The sharply depreciating exchange rate for major currencies such as the Nigerian naira, the Kenyan shilling, the South African rand and the Egyptian pound relative to the US dollar will negatively impact import-dependent economies and the balance of payments for many African countries. Forex reserves will also come under pressure from declining tourism, remittances and capital flight.
The aviation sector faces its worst crisis since the 9/11 attacks in 2001. Well-run carriers such as Ethiopian Airlines, the continent’s most profitable carrier, have not been spared the fallout.
Ethiopian’s CEO Tewolde Gebremariam said in early March – even before the sector largely ground to a halt under a wave of international travel bans – that demand had already slowed by over 20% given its exposure to Chinese markets.
It remains to be seen if African countries will be able to weather the storm or have the reserves to bail out their national carriers if need be. By contrast, the pandemic has shown the importance of having a national airline, as countries have been able to rescue stranded citizens in affected areas.

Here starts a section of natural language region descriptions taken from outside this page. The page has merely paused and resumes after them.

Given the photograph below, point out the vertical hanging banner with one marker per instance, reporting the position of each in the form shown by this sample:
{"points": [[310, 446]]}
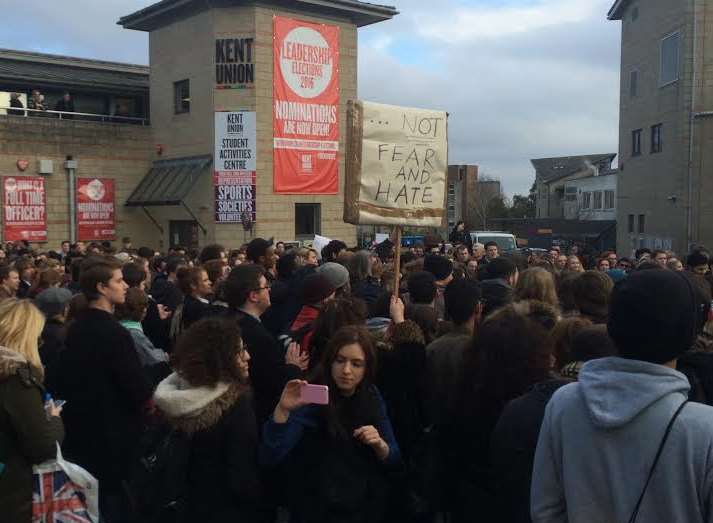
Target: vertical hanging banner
{"points": [[96, 211], [235, 166], [306, 107], [24, 213]]}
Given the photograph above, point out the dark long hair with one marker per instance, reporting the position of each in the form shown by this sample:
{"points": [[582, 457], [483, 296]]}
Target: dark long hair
{"points": [[510, 353], [337, 313], [343, 414]]}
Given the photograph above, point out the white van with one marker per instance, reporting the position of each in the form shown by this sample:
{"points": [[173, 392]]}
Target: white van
{"points": [[505, 240]]}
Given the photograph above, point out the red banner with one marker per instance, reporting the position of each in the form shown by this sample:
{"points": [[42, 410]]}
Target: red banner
{"points": [[25, 213], [95, 209], [306, 107]]}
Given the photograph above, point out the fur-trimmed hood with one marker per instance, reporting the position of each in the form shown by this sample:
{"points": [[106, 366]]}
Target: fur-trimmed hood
{"points": [[192, 409], [10, 363]]}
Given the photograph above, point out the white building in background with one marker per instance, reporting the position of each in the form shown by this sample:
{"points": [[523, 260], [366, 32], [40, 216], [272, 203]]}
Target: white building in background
{"points": [[591, 198]]}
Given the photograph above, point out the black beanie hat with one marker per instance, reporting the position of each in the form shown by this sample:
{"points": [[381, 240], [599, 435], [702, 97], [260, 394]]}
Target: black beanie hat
{"points": [[440, 266], [652, 316], [315, 288]]}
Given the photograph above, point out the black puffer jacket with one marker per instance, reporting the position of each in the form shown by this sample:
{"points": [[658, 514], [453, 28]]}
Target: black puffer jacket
{"points": [[513, 445], [223, 477]]}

More danger could arise from a global shift to medical protectionism. The US offered billions of dollars for a German vaccine producer, and India, the world’s largest producer of medicines and generics, could stockpile supply for its own citizens. Given Africa’s already precarious position in the global medical market, future shortages could affect the continent’s ability to fight the pandemic.
With markets bracing for the worst crisis since the 2008 global financial crisis, the short to medium term looks unavoidably bleak for African economies. It seems inevitable that many governments will be forced to go to the International Monetary Fund (IMF) for help. The continent will require support in co-ordinating a policy response to shore up health systems, medicine and food reserves, so that devastating economic losses are not accompanied by an even more devastating loss of human life.